Pontevedra Pensées: 26.1.17

For one reason and another, I decided to look for an overnight place halfway between Leeds and Harrogate last night. But there was nothing on the main road between them and I ended up making a rural diversion just south of Harrogate, in search of the signposted Harrogate Country Motel. This turned out to be a riding and summer-language-school with rooms attached. Other than the car leaving as I arrived, there appeared to be no one on the – rather extensive - premises. Apart from 15-20 horses in their stables.

The reception desk was grilled shut and none of the phones offering assistance in the absence of a receptionist showed any sign of life. Bearing in mind it was a motel, I began to feel like an extra in Hitchcock's Psycho.

Wandering around the stables – and wondering how easy it would be to ride off with at least one horse – I was eventually hailed by a young woman who took me back me to the reception area and gave me a key. Plus the news that the electricity line had been cut by some people working nearby.
But it was due back on and she'd slip details of the required wifi code under my door as soon as it was - during my siesta.

But she didn't and, after a while, I went in search of someone to question. Luckily the contact phones in the reception area were now working and I spoke to someone who said he'd come and get something from the office. But he couldn't find it. So, he called the owner, who said he was printing off some slips and would bring one. Which he did. And, at 5.15 – 3 hours after checking in – I finally got onto the internet. All's well that ends well, they say.

Anyway . . . Back in Spain, here and here is the same bad news on corruption. And here's a disappointing report on the reading habits of the Spanish.

Against that, if you're old and living in Spain, here's some good news. Tough titty for the rest of you.

Always-informative reader Sierra has provided this news of yet another new Modelo (tax form): Received the latest government "scam" yesterday - Modelo 990 - Pay us €60 for regularising alterations you've carried out to your property. Is it worth the hassle of appealing - probably not - and if you don't pay, it rises to €6000!! 

Up in Galicia, the dry weather has had a predictable consequence - the falling reservoirs have revealed hamlets, villages and even towns that were flooded for their creation. Click here for examples.

Here's an observation on Brexit I think I've made myself a couple of times:- May conveys a sense of resolute purpose, even though she cannot have a clue how Brexit will work out because no one has a clue.

At the end of this post, there's a fascinating global overview, post Trump's arrival in power.

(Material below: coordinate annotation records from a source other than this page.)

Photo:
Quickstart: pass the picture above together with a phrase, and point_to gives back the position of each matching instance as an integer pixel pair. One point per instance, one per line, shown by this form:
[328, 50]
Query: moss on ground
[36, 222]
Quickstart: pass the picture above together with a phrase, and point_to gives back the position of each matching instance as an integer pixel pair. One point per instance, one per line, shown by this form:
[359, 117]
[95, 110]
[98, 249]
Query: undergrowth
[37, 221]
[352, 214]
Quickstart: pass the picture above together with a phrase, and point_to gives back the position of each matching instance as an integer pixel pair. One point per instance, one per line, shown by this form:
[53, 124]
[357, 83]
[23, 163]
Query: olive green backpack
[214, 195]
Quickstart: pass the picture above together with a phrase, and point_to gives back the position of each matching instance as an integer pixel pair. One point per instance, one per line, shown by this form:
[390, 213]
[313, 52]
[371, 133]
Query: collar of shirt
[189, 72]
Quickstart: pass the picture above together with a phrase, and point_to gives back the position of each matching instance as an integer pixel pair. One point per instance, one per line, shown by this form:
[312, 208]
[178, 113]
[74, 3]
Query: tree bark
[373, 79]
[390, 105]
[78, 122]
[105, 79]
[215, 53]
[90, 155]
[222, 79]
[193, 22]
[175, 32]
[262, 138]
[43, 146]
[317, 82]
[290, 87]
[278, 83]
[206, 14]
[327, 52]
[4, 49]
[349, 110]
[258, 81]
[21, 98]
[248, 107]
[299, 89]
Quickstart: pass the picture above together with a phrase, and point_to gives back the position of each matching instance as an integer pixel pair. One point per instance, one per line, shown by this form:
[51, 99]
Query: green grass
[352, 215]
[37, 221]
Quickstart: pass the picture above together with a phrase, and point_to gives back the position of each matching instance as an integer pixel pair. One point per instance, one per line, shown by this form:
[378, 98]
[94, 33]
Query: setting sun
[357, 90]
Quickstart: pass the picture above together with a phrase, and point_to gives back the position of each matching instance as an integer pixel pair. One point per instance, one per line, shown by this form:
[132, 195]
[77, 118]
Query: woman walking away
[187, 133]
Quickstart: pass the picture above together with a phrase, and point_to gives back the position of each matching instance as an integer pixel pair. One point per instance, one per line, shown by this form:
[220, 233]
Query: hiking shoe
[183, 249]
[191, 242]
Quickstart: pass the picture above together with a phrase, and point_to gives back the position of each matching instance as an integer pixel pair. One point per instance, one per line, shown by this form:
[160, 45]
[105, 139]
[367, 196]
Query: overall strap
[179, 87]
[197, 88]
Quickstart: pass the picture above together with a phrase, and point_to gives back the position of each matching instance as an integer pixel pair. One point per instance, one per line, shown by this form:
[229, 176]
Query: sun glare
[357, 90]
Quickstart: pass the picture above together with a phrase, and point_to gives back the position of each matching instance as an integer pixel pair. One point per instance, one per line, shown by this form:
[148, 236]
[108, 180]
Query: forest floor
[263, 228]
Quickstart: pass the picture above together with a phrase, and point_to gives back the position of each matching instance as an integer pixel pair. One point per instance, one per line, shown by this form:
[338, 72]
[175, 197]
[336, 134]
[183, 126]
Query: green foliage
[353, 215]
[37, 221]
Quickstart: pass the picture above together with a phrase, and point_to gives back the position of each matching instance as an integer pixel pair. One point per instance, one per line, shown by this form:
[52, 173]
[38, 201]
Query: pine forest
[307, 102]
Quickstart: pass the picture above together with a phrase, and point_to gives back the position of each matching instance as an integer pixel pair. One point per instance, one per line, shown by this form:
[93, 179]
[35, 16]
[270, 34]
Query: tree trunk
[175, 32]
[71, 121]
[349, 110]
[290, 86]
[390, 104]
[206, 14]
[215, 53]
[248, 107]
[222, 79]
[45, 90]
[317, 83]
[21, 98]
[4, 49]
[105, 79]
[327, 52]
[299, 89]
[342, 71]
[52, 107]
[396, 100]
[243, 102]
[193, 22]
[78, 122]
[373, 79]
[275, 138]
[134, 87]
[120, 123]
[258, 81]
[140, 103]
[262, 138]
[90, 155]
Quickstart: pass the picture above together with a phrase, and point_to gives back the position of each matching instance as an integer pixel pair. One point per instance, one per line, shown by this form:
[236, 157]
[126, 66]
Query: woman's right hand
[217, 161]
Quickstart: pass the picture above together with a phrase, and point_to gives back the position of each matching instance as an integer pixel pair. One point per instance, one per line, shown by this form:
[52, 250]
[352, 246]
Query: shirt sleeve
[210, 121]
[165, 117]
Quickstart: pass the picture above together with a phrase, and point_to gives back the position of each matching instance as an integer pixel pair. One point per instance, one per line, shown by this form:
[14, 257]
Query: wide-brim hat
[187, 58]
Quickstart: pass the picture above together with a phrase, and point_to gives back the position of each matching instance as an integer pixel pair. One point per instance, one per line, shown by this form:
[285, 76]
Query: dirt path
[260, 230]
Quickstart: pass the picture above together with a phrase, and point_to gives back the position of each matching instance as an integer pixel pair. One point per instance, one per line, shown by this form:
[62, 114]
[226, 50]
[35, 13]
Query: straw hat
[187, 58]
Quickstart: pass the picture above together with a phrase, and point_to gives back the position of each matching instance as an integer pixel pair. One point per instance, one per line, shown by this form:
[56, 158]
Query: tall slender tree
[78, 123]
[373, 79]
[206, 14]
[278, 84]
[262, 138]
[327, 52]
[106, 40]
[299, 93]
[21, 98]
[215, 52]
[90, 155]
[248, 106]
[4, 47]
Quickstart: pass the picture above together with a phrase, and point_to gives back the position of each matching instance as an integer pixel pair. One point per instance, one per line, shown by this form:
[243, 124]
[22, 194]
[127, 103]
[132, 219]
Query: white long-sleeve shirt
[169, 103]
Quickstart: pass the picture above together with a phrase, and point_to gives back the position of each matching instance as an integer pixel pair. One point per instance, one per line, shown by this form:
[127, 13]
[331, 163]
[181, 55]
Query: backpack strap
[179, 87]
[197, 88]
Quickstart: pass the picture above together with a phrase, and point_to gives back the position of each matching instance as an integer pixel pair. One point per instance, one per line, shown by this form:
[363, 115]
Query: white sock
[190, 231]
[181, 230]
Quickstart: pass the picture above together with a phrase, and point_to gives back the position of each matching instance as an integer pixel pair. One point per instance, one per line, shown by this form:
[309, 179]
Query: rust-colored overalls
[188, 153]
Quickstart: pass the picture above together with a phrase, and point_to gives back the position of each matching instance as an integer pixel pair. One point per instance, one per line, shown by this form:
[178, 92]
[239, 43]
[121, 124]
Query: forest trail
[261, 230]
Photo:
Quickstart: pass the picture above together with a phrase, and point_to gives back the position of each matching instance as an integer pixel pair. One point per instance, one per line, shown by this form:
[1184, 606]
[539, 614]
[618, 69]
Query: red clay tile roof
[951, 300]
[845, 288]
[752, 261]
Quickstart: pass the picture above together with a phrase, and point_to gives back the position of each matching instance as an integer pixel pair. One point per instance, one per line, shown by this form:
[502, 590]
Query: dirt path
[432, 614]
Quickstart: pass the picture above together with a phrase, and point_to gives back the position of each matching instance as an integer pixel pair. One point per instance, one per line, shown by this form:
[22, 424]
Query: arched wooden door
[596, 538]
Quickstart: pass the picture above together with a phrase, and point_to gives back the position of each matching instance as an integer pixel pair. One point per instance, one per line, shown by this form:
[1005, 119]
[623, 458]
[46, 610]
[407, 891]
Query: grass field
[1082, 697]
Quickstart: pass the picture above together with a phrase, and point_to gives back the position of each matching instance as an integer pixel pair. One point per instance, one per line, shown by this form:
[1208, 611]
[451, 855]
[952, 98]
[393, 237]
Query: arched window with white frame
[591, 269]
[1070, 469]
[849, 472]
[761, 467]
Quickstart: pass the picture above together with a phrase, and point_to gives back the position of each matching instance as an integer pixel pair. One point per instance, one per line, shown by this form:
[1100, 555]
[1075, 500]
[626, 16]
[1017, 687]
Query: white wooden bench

Today's foto. Some good advice for male readers from my friend Richard:-



Finally: A few days ago I mentioned an article on flirting that I was going to post here. I finally found it last night and here it is:-

When did flirting become a crime? Celia Walden.

There you go, my lovely,’ says the greengrocer, handing over the sweet potatoes.

‘Is the “lovely” for me or her?’ I ask playfully, gesturing at my five-year-old daughter. Whereupon an odd  thing happens. The greengrocer blanches, swallows and stutters, ‘I didn’t say “lovely”.  I didn’t call anyone “lovely”.’

And what was a good-natured little interaction between two people on a bright and frosty Saturday morning has suddenly been warped into something strained, worrisome.

Why? Because the man thinks I’m going to ask  to speak to his boss, accuse him of a smorgasbord of ‘isms’ and demand some form of retribution/compensation for the affront suffered.

Welcome to 2017, folks:  the year flirting officially became a crime. Now let me be clear: after reading and running, flirting is one of my top three pursuits. I’d even go so far as to call it an addiction.

Ever since I first felt the peculiar biochemical change that occurs when two people engage in playful banter, at 13, I have scoured pretty much every occasion – social, professional or otherwise – for the pilot light that will allow me to engage in what I see as one of the purest celebrations of life that there is. I flirt with men; I flirt with women.

I’d flirt with a table leg if it had a nice line  in badinage. Because it’s not about sex. It’s not even about seduction. It’s about veering off into a little cadenza that may mean everything, or, most probably, nothing at  all.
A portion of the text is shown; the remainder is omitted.